Po całym zajściu kierująca renault nawet nie próbowała zatrzymać się i odjechała w kierunku Jasionóweczki. Widząc to kobieta z volvo ruszyła w pogoń. Dogoniła sprawczynię w Jasionóweczce, zajechała jej drogę, zabrała kluczyki od samochodu i powiadomiła policję. 31-latka była agresywna i za wszelką cenę próbowała uciec z samochodu, jednak kierująca i pasażerka volvo uniemożliwiały jej to trzymając drzwi.

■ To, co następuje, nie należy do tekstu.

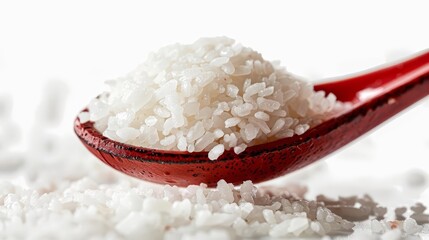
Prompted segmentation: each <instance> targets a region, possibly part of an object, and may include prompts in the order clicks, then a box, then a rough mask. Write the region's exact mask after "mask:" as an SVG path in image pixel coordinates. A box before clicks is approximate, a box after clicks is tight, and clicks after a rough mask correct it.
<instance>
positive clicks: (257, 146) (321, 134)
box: [74, 51, 429, 186]
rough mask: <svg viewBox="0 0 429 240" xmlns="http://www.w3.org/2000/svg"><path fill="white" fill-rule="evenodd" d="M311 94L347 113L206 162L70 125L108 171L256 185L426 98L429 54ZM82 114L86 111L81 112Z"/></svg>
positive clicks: (353, 77)
mask: <svg viewBox="0 0 429 240" xmlns="http://www.w3.org/2000/svg"><path fill="white" fill-rule="evenodd" d="M315 89H316V90H324V91H325V92H327V93H329V92H332V93H334V94H335V95H336V96H337V98H338V100H340V101H343V102H349V103H350V104H351V108H348V109H347V110H344V111H343V112H341V113H339V114H338V115H337V116H336V117H334V118H332V119H330V120H328V121H325V122H323V123H322V124H319V125H317V126H315V127H313V128H311V129H310V130H308V131H307V132H306V133H304V134H303V135H300V136H297V135H295V136H293V137H290V138H285V139H280V140H277V141H275V142H270V143H265V144H261V145H257V146H252V147H249V148H247V149H246V150H245V151H244V152H243V153H241V154H240V155H236V154H235V153H234V152H233V151H232V150H230V151H226V152H225V153H224V154H223V155H222V156H221V157H219V159H218V160H215V161H211V160H209V159H208V157H207V154H208V153H207V152H193V153H188V152H180V151H165V150H155V149H149V148H143V147H136V146H131V145H127V144H123V143H119V142H115V141H113V140H110V139H108V138H106V137H104V136H102V135H101V134H100V133H99V132H98V131H97V130H96V129H95V128H94V125H93V123H92V122H87V123H83V124H82V123H80V121H79V119H78V118H77V119H76V120H75V124H74V130H75V132H76V134H77V136H78V137H79V138H80V140H81V141H82V143H83V144H84V145H85V147H87V148H88V150H89V151H91V152H92V153H93V154H94V155H95V156H97V157H98V158H99V159H100V160H101V161H103V162H104V163H106V164H107V165H109V166H111V167H113V168H115V169H117V170H119V171H121V172H124V173H126V174H128V175H131V176H134V177H137V178H140V179H143V180H147V181H150V182H156V183H163V184H165V183H167V184H174V185H178V186H187V185H190V184H200V183H206V184H208V185H209V186H214V185H215V184H216V182H217V181H219V180H220V179H225V180H226V181H227V182H230V183H234V184H240V183H242V182H243V181H244V180H248V179H250V180H252V181H253V182H261V181H265V180H269V179H272V178H275V177H278V176H281V175H284V174H286V173H289V172H292V171H295V170H297V169H299V168H302V167H304V166H307V165H308V164H310V163H313V162H314V161H316V160H319V159H321V158H323V157H325V156H326V155H328V154H330V153H332V152H333V151H335V150H337V149H339V148H341V147H342V146H344V145H346V144H348V143H350V142H351V141H353V140H354V139H356V138H358V137H359V136H361V135H363V134H364V133H366V132H368V131H369V130H371V129H373V128H374V127H376V126H377V125H379V124H381V123H383V122H384V121H386V120H387V119H389V118H390V117H392V116H394V115H395V114H397V113H398V112H400V111H401V110H403V109H405V108H407V107H408V106H410V105H412V104H413V103H415V102H417V101H418V100H420V99H422V98H423V97H425V96H426V95H428V94H429V52H428V51H426V52H424V53H422V54H420V55H417V56H414V57H412V58H410V59H407V60H404V61H402V62H400V63H396V64H394V65H390V66H383V67H381V68H378V69H376V70H370V71H369V72H367V73H364V74H360V75H357V76H353V77H346V78H344V79H343V80H337V81H333V82H327V83H321V84H318V85H316V86H315ZM84 111H86V110H84Z"/></svg>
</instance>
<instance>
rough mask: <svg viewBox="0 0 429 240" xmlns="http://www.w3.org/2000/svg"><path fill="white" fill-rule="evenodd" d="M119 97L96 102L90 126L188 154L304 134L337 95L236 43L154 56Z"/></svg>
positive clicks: (321, 115)
mask: <svg viewBox="0 0 429 240" xmlns="http://www.w3.org/2000/svg"><path fill="white" fill-rule="evenodd" d="M108 84H109V85H110V87H111V91H110V92H109V93H108V94H103V95H102V96H100V97H99V98H98V99H94V100H92V101H91V102H90V104H89V106H88V108H89V112H90V114H87V113H82V114H81V115H80V119H81V121H82V122H86V121H88V120H91V121H95V122H96V125H95V126H96V128H97V129H98V130H99V131H100V132H102V133H103V135H104V136H106V137H108V138H110V139H113V140H116V141H119V142H123V143H128V144H131V145H137V146H143V147H149V148H156V149H165V150H180V151H188V152H194V151H197V152H199V151H209V154H208V156H209V158H210V159H211V160H214V159H217V158H218V157H219V156H220V155H222V153H223V152H224V151H225V150H229V149H231V148H233V149H234V152H235V153H236V154H239V153H241V152H243V151H244V150H245V149H246V147H248V146H252V145H255V144H259V143H263V142H267V141H272V140H275V139H279V138H284V137H291V136H293V135H294V134H298V135H300V134H303V133H304V132H305V131H307V130H308V129H309V128H310V127H312V126H314V125H316V124H318V123H320V122H321V121H323V120H325V119H326V118H328V117H329V115H330V114H331V113H332V111H333V110H334V108H335V107H336V97H335V96H334V95H333V94H328V95H327V96H325V92H323V91H320V92H315V91H314V89H313V86H312V84H311V83H308V82H305V81H302V80H300V79H299V78H297V77H296V76H293V75H291V74H290V73H288V72H287V71H286V70H285V69H284V68H282V67H280V66H279V63H272V62H269V61H266V60H264V59H263V58H262V56H261V54H259V53H258V52H256V51H254V50H252V49H251V48H247V47H243V46H242V45H241V44H238V43H235V42H234V40H232V39H228V38H224V37H220V38H203V39H200V40H198V41H196V42H195V43H193V44H190V45H181V44H175V45H171V46H167V47H164V48H162V49H160V50H159V51H158V52H156V53H152V54H150V55H149V57H148V59H147V60H146V62H145V63H144V64H143V65H141V66H140V67H138V68H137V69H136V70H135V71H133V72H132V73H130V74H129V75H127V76H126V77H123V78H120V79H117V80H115V81H109V82H108Z"/></svg>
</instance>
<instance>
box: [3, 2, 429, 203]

Interweniujący policjant od razu wyczuł od kobiety alkohol, miała ona również problem z poruszaniem się. Badanie alkomatem wykazało, że 31-latka miała w organizmie ponad 3 promile.
Za kierowanie w stanie nietrzeźwości grozi kara do 2 lat pozbawienia wolności. Kobieta odpowie również za spowodowanie kolizji drogowej - czytamy na podlaska.policja.gov.pl.
Przy poziomie 4 promili alkoholu we krwi można zapaść w śpiączkę i umrzeć.